Sociedade | 05-08-2023 18:00

Um ex-revisor da CP que chegou a arriscar a vida na linha do comboio para salvar uma pessoa

Um ex-revisor da CP que chegou a arriscar a vida na linha do comboio para salvar uma pessoa
Luciano Vieira foi revisor da Comboios de Portugal durante mais de três décadas e tem muitas histórias para contar

Luciano Vieira foi revisor da Comboios de Portugal durante mais de três décadas, dando seguimento à ligação da sua família ao sector ferroviário. Em conversa com O MIRANTE, recorda algumas histórias caricatas do seu tempo de serviço e deixa críticas à forma como o Entroncamento tem aproveitado mal os seus recursos.

A história de vida de Luciano Vieira não se pode dissociar da Comboios de Portugal (CP), empresa onde ingressou em 1989, por influência familiar, uma vez que o seu pai e irmãos já estavam ligados à vida ferroviária: o pai como chefe de estação e os irmãos como trabalhadores das oficinas. Natural de Rexaldia, aldeia no concelho de Torres Novas, realizou os testes psicotécnicos e, por gostar do contacto com pessoas, optou pela carreira de revisor. Realizou um curso de cinco meses, que descreve como tendo sido muito exigente, e fez o estágio final na linha de Sintra, uma das mais movimentadas do país. Por ser uma linha muito movimentada, com situações desfavoráveis, preparavam o revisor tanto para o melhor como para o pior.
Em 1996 foi colocado no Entroncamento, cidade onde trabalhou até 2022, ano em que se reformou. Actualmente reside no concelho de Constância, tendo deixado a cidade ferroviária há cerca de oito anos, devido a uma série de acontecimentos que diz terem sido desagradáveis e que colocaram a sua segurança em risco. “Como muitas vezes deixava o serviço à noite, comecei a ganhar receio de ser assaltado, como infelizmente soube que aconteceu a alguns colegas e até passageiros”, explica a O MIRANTE.
Sobre as suas funções, Luciano Vieira defende que ser revisor é “muito enriquecedor pela abrangência de tarefas que exige”. Explica que são necessárias características pessoais muito peculiares, uma vez que as tarefas exigem, para além do desgaste físico, muita disponibilidade mental. O ex-revisor falava com centenas ou milhares de pessoas por dia, e por isso trabalhou sempre as suas competências emocionais e capacidade de lidar com o stress, conta. Pontualidade, assiduidade, educação e boa imagem, são algumas das características indispensáveis num revisor, acrescenta. “Somos o rosto da empresa”, sublinha. A evolução tecnológica dos equipamentos é uma das grandes diferenças na profissão entre a actualidade e o tempo em que começou a exercer.

Uma profissão arriscada
Luciano Vieira recordou a O MIRANTE alguns episódios do tempo em que fez parte da brigada de fiscalização na linha de Sintra e Cascais. Chegou a ser ameaçado com armas brancas e agredido ao murro e pontapé, tendo ficado quatro meses de baixa. Entre as várias situações, destaca uma história com final feliz, que ocorreu na Damaia, quando uma senhora idosa, ao atravessar a linha, não se apercebeu da passagem de um comboio rápido. Luciano Vieira decidiu lançar-se sem medo e salvou a vida da senhora nos últimos instantes. Passado dois dias, a filha da senhora foi à estação agradecer-lhe pela coragem e por ter salvo a sua mãe. Nove anos mais tarde, numa pausa de serviço no concelho da Guarda, estava a jantar com um colega e foi surpreendido por alguém que se dirigiu à sua mesa. Era, novamente, a filha da senhora que, após todos aqueles anos, ainda se recordava do revisor e aproveitou para relembrar o episódio e voltar a agradecer.

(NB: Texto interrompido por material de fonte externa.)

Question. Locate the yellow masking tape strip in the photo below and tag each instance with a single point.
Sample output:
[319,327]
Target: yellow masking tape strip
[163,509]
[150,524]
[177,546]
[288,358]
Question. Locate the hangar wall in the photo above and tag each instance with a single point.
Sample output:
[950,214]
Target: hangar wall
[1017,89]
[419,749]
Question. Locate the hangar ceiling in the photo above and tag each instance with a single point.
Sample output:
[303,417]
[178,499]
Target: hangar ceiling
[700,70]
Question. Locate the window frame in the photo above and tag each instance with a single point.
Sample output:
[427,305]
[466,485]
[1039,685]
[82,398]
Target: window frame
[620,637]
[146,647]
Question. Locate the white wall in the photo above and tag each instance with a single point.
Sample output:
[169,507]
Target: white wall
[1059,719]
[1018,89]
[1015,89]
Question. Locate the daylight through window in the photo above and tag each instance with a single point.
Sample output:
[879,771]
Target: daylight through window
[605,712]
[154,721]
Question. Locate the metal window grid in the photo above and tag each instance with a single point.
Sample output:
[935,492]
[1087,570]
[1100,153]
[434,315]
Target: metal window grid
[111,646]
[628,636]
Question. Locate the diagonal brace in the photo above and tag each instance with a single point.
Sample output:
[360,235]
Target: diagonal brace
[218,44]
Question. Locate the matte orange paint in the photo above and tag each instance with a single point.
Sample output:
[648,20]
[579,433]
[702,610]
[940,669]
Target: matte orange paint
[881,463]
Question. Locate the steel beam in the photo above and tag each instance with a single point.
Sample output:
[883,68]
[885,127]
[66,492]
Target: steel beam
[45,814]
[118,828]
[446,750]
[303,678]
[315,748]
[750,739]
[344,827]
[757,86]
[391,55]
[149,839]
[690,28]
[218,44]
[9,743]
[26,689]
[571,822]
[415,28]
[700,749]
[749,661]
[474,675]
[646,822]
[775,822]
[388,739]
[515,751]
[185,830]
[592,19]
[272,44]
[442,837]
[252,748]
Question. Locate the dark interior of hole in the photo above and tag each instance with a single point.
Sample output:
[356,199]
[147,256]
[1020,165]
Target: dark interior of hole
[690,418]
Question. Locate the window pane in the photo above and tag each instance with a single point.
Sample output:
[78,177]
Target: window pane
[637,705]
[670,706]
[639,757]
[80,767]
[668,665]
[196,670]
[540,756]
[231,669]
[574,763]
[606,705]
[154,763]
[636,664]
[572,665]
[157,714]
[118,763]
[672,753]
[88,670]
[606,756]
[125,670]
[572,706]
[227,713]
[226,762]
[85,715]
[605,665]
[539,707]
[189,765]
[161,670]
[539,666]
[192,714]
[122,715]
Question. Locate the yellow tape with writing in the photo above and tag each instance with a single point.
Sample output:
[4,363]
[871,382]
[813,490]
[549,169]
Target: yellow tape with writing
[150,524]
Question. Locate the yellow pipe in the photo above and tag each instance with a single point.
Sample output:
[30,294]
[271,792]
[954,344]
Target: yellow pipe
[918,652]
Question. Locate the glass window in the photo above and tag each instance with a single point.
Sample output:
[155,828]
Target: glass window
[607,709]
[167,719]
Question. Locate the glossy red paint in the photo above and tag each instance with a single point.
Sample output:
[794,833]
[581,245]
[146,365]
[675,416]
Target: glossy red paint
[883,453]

Entroncamento está estagnado
Luciano Vieira viveu mais de duas décadas no Entroncamento, mas decidiu mudar-se para o concelho de Constância porque, para além da insegurança, já não se revia na forma como o concelho estava a ser gerido em termos políticos. “Deixou de haver desenvolvimento; o concelho do Entroncamento está estagnado. Não há nada que motive as pessoas a ficar, não há qualidade de vida”, lamenta, embora reconheça que guarda melhores momentos do que maus do tempo em que viveu na cidade ferroviária. O ex-revisor diz que a actividade ferroviária no Entroncamento está “mal explorada”, uma vez que poderia servir como potencial turístico e económico e contribuir para o desenvolvimento do concelho e dar mais qualidade de vida aos munícipes.